Selling as a way to defend the current price point.
There are many psychological tricks at our disposal that can be used to rationalize the decisions we should be making anyway. If our favorite coin is already up 10x... wouldn't we like to defend that price point in the future? Seeing as our unit of measurement for everything is USD, that's what you'd need to sell for to defend that price.
There are also the "moonbag" longshot assets that can go x100 or more due to high volatility and low market cap. My experience with those ones is that you'll never be mad long term if you sell around x80 (like everything... not DCA or any of that type of nonsense). Nothing has ever spiked that hard and been able to also maintain a floor that high. What goes up must come down.
There is also a lot more infrastructure available to help us manage our finances in a more safe and productive way. Pairing an asset to USD in a liquidity pool forces us to sell half of the bag into USD just to enter the pool. We can then earn yield on top of that to sweeten the deal. This doesn't take into account the systemic risk of using wrapped tokens but it's actually been a long time since we've see in any big failures; for the most part the kinks in defi have been completely ironed out.
HBD also still has 15% yield, which I imagine will be pretty valuable when everyone's bags are huge again. HBD is a little known asset to the cryptosphere at large, which actually seems to be a huge benefit for those who actually use it. The trade is very uncrowded, making the debt ratio low, manageable, and more importantly safe and guaranteed to be pegged to the dollar down to a price point of 5-cent Hive.

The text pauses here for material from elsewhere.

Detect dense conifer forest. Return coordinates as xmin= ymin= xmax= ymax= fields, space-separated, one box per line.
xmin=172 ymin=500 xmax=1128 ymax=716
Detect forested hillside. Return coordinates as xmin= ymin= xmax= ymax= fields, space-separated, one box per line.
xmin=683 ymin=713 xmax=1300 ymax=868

Very few of us actually capitalized on HBD even when the yield was 20% and the 4-year cycle was telling us it was bear market time. Denial is a helluva thing. IMO HBD is a killer asset and way safer than an LP, which suffers from both impermanent losses (buying the dip) and centrally wrapped assets.
Conclusion
Don't be greedy. Much easier said than done, but my experience is that greed is punished in crypto one way or another, be it losing 99% of your net worth or being jailed for 30 years degen gambling when customer funds like FTX. Best to avoid such happenstances. Point being: when you feel like you've finally made it... don't just sit there and ride it back to zero. Maybe this is something everyone needs to do at least once, or maybe we can pave this path we've forged through the jungle so it's not such a harsh journey for the ones that come later.